A ideia entrou-me na mente como um projéctil e fez com que se acende-se uma lâmpada que há muito tinha sido fundida, por falta de iniciativa ou coragem, que foi a de fazer voluntariado, ajudando crianças que precisam de preferência.
Dei-lhe a mão com força e senti uma onda energética correr entre nós, como a concretização de um objectivo, numa tarde cinzenta de Outono que à partida não tinha nada de diferente das outras, mesmo que fossem tardes luminosas, tendo esta um propósito.
Eu disse entusiasmada: “Já que gravei na tua pele essas cores todas e na nossa mente este momento único e lindo, acho que vou começar a pintar sorrisos de arco-íris onde puder.”
O final da tarde foi passado a rir e sentindo aquela felicidade conquistada aos poucos, da melhor forma possível, sendo esta acompanhada de sentimentos que flutuavam no ar, contacto físico intenso (misturando-se as tintas nos dois corpos femininos) e bonitas perspectivas futuras, que solidamente se tornariam projectos de vida.

5 comentários:

Anónimo disse...

"Pinta em mim as cores do arco-iris"
..dos textos mais lindos que já li, capazes de tocar no coração, de nos deixar emocionar e esboçar um sorriso.

Sim, "pintas-te um arco-iris e uma cara sorridente em mim".

Bá disse...

Para variar os teus textos emocionam-me sempre, entram dentro de mim de uma maneira inexplicável e consomem-me ! Adorei este texto em particular por falares das crianças, que às vezes são mesmo deixadas ao abandono... Quase me fizeste chorar ! Adorei !

AlmaAzul disse...

Lindo :)

Anónimo disse...

adorei cat :)

Anónimo disse...

O teu sorriso também é um arco-íris e bem bonito! Acompanhado dos teus olhos intensos e lindos, my little Deep Eyes! =)

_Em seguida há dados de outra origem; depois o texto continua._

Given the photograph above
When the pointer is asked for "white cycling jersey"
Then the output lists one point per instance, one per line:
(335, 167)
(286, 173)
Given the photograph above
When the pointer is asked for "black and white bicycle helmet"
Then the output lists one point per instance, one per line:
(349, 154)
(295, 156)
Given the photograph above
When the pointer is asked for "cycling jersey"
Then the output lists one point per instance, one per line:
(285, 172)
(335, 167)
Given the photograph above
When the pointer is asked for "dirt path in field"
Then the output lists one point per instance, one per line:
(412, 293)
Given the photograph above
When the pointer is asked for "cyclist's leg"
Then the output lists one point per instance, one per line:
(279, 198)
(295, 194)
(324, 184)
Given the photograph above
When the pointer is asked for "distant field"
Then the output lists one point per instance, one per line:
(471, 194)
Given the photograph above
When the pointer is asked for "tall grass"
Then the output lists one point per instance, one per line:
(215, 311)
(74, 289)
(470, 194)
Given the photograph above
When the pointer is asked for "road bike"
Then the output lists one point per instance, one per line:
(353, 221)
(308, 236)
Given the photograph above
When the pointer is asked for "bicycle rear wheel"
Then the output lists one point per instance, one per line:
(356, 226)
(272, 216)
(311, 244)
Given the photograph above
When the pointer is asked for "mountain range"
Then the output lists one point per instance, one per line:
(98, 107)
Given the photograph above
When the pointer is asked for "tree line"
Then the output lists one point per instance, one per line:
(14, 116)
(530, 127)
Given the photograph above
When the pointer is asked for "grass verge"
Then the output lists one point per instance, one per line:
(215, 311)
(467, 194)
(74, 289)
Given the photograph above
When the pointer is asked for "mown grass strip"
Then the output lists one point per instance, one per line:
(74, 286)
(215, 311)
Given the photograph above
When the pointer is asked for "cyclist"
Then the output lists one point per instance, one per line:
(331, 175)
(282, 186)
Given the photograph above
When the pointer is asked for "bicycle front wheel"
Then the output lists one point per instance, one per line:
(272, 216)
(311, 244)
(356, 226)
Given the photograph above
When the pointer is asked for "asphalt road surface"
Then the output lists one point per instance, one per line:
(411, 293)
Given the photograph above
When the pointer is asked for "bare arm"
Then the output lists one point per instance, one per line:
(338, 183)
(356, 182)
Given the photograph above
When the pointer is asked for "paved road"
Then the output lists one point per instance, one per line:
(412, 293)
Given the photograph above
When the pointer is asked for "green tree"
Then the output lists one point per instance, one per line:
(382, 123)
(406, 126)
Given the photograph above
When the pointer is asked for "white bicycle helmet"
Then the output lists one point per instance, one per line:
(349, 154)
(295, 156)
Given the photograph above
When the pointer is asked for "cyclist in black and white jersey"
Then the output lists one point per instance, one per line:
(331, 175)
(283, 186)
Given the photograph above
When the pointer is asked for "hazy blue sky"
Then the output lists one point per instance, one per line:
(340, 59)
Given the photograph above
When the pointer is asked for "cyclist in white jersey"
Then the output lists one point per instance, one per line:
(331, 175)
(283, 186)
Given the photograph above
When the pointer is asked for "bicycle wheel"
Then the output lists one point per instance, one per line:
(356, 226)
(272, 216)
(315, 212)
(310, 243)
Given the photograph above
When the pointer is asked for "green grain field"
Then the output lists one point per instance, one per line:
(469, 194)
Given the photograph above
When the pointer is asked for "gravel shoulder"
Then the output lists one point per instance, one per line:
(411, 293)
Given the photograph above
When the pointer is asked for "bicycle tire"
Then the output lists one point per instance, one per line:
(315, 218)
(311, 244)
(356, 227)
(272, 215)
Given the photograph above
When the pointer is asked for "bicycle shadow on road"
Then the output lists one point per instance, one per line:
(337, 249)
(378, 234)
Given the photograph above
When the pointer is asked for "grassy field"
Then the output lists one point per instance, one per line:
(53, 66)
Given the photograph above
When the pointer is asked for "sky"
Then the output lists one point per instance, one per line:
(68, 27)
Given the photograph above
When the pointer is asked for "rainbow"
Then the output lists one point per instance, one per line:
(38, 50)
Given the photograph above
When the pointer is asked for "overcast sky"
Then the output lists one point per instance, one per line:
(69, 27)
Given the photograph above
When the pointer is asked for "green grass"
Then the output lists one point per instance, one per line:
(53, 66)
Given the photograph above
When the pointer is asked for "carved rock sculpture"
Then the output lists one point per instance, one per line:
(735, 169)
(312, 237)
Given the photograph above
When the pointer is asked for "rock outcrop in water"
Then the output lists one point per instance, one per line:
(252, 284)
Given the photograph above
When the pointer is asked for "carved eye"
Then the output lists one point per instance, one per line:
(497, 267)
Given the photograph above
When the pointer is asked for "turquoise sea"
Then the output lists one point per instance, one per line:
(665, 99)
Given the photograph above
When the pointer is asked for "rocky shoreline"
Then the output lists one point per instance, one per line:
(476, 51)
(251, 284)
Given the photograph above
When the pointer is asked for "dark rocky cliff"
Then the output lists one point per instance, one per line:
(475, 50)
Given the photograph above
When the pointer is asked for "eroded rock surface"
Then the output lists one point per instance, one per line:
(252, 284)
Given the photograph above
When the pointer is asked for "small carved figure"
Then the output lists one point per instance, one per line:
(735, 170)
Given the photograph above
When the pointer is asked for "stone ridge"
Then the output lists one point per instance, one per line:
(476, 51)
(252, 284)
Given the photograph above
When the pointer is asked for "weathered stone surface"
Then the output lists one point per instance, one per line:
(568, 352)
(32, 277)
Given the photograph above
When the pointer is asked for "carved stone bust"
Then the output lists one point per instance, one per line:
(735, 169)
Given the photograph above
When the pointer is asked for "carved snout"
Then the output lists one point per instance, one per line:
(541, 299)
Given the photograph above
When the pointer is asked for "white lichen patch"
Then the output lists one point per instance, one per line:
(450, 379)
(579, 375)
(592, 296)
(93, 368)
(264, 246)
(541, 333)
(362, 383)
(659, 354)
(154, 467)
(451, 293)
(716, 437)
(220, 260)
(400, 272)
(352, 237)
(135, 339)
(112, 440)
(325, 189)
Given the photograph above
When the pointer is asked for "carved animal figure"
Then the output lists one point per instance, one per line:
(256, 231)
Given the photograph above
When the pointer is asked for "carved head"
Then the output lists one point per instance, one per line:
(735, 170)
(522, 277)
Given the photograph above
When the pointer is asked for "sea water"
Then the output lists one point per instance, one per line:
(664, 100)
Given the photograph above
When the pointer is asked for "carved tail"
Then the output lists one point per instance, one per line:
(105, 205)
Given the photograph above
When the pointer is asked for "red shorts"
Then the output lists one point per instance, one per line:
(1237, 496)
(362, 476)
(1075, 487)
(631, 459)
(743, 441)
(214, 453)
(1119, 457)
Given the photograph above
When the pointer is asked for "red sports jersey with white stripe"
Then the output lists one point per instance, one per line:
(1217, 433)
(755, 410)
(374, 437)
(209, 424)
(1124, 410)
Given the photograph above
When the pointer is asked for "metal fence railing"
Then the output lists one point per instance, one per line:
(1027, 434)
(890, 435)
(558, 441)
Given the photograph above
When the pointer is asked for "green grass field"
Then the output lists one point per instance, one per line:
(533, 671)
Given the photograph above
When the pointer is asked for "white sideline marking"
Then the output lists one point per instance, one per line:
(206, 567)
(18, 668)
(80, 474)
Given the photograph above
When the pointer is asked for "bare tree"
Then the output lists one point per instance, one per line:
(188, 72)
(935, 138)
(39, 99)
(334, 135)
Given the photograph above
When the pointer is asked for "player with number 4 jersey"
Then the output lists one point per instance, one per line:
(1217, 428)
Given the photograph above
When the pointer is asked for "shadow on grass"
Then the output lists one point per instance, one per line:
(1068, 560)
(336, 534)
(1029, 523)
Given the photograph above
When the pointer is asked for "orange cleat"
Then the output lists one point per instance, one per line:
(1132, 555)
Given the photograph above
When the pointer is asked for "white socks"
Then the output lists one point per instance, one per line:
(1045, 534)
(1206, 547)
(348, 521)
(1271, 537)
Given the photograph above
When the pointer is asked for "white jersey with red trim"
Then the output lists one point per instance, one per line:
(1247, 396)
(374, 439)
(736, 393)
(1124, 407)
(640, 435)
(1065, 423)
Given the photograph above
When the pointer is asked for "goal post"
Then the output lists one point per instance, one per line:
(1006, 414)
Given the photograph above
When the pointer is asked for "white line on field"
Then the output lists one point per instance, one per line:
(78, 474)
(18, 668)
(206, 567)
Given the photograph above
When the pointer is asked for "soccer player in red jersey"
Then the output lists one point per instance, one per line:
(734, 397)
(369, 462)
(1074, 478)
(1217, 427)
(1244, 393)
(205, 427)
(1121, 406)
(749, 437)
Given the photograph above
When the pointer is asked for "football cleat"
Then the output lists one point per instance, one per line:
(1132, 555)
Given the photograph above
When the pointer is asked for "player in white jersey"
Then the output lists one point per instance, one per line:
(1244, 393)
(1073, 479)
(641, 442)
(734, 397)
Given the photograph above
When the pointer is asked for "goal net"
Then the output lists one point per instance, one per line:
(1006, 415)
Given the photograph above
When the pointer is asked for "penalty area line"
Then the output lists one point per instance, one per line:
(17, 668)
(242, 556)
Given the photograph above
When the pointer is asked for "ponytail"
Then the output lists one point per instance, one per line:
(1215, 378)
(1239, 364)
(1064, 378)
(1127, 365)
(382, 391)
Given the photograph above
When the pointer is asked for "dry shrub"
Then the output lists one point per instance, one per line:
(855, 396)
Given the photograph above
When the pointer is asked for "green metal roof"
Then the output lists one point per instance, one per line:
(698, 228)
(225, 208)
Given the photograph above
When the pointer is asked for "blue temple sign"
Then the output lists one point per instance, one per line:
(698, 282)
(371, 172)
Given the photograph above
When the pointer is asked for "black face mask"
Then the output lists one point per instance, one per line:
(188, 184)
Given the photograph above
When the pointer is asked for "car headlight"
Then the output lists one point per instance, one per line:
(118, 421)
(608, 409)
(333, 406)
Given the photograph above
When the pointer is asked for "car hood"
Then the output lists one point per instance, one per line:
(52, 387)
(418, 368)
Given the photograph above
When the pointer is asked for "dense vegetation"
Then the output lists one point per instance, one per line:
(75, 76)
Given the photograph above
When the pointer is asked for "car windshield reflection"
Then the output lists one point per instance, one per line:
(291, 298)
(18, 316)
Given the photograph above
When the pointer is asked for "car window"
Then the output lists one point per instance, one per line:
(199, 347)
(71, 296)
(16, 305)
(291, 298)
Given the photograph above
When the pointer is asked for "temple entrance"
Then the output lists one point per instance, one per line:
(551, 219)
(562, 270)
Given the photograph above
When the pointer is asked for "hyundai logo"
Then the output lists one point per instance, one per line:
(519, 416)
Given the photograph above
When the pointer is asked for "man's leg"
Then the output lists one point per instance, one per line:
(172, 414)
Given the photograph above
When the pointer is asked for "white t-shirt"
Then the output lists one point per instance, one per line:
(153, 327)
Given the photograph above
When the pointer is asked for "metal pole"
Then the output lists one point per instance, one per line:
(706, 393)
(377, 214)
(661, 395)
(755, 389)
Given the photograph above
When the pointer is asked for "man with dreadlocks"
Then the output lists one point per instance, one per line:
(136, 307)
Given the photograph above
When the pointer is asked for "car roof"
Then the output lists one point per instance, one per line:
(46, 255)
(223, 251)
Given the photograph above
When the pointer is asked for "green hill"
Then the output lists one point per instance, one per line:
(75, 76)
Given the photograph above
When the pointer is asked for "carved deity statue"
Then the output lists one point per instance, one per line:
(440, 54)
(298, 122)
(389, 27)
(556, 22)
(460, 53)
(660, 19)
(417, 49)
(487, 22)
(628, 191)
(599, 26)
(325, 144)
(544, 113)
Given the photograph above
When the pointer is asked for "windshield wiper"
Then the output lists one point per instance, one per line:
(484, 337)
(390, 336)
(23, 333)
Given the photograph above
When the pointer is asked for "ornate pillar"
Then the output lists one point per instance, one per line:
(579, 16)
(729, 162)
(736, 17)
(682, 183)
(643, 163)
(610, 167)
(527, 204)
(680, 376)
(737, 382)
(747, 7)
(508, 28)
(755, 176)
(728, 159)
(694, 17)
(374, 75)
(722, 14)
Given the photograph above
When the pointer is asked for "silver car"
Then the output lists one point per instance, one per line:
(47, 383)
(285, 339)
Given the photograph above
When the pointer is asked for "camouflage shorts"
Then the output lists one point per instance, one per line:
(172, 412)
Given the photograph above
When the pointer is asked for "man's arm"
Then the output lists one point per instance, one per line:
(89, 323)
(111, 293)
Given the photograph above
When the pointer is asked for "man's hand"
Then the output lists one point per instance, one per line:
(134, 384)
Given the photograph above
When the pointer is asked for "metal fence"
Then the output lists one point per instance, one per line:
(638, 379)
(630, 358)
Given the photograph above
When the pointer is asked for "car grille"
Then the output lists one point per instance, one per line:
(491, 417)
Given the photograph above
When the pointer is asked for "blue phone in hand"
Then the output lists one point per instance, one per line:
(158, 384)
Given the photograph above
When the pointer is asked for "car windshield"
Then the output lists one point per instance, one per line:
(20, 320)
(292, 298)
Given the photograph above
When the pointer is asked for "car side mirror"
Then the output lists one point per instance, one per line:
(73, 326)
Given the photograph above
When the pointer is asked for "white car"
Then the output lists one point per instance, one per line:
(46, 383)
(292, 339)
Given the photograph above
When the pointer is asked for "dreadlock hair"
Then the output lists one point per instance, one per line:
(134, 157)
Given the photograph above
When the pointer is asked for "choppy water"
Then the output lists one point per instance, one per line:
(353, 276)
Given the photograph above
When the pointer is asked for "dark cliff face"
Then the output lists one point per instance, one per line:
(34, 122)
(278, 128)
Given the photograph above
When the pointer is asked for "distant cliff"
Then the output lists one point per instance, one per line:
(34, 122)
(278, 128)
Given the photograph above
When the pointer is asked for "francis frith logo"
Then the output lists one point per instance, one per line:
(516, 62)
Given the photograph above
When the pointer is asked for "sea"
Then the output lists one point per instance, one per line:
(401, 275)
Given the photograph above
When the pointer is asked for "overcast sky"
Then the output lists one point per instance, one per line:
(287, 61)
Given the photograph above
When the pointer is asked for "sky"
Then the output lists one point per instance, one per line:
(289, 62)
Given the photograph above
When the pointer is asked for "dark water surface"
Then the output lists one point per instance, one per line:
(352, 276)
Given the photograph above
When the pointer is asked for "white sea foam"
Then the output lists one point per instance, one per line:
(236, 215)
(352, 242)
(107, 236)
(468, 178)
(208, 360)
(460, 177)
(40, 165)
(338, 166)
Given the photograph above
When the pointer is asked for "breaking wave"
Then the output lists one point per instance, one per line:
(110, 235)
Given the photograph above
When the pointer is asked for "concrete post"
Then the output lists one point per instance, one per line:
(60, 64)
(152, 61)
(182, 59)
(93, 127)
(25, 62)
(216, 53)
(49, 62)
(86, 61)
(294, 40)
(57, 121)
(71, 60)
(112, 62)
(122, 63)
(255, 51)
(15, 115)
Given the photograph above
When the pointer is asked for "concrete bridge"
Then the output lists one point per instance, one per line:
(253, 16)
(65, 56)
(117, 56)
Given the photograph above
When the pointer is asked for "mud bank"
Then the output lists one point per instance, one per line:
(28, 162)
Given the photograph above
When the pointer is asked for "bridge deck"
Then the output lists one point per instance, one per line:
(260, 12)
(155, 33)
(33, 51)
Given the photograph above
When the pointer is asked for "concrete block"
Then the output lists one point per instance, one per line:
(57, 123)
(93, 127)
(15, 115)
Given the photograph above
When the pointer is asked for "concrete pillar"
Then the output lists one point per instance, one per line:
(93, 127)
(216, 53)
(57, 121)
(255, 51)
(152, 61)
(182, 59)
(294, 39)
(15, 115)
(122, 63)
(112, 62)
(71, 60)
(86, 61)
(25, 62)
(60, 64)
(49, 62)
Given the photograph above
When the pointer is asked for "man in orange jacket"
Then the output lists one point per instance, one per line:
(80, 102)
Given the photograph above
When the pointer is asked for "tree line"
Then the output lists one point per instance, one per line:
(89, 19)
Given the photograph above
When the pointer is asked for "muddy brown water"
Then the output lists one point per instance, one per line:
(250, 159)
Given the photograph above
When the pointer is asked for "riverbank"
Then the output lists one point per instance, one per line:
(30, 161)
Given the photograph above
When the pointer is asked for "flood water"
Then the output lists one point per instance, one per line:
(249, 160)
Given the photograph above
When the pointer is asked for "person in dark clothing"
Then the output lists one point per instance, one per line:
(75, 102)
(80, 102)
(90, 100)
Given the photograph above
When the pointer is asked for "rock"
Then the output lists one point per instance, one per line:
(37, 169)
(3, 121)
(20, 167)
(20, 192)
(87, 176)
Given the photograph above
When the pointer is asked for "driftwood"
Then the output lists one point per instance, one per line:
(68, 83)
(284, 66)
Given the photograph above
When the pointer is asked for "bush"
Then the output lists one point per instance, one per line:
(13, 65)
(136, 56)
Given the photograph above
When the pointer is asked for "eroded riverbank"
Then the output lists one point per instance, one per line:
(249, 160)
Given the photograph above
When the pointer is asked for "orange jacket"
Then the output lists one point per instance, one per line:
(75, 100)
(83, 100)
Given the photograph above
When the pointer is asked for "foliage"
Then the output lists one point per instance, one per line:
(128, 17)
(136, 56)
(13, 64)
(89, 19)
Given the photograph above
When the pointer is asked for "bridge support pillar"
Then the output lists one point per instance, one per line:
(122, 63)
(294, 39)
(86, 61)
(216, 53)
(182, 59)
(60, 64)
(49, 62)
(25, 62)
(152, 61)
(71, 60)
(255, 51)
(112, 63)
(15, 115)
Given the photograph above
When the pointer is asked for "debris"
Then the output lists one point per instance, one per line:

Que texto mais emocionante me ofereceste neste dia cinzento! Obrigada por isso.

Tive pena de não te ter visto este fds porque tenho saudades tuas, mas como sempre os nossos horários andam trocados e a família teve que ganhar, porque os piolhos faziam anos...

Mas nas férias de Natal logo nos vemos e será mágico, prometo!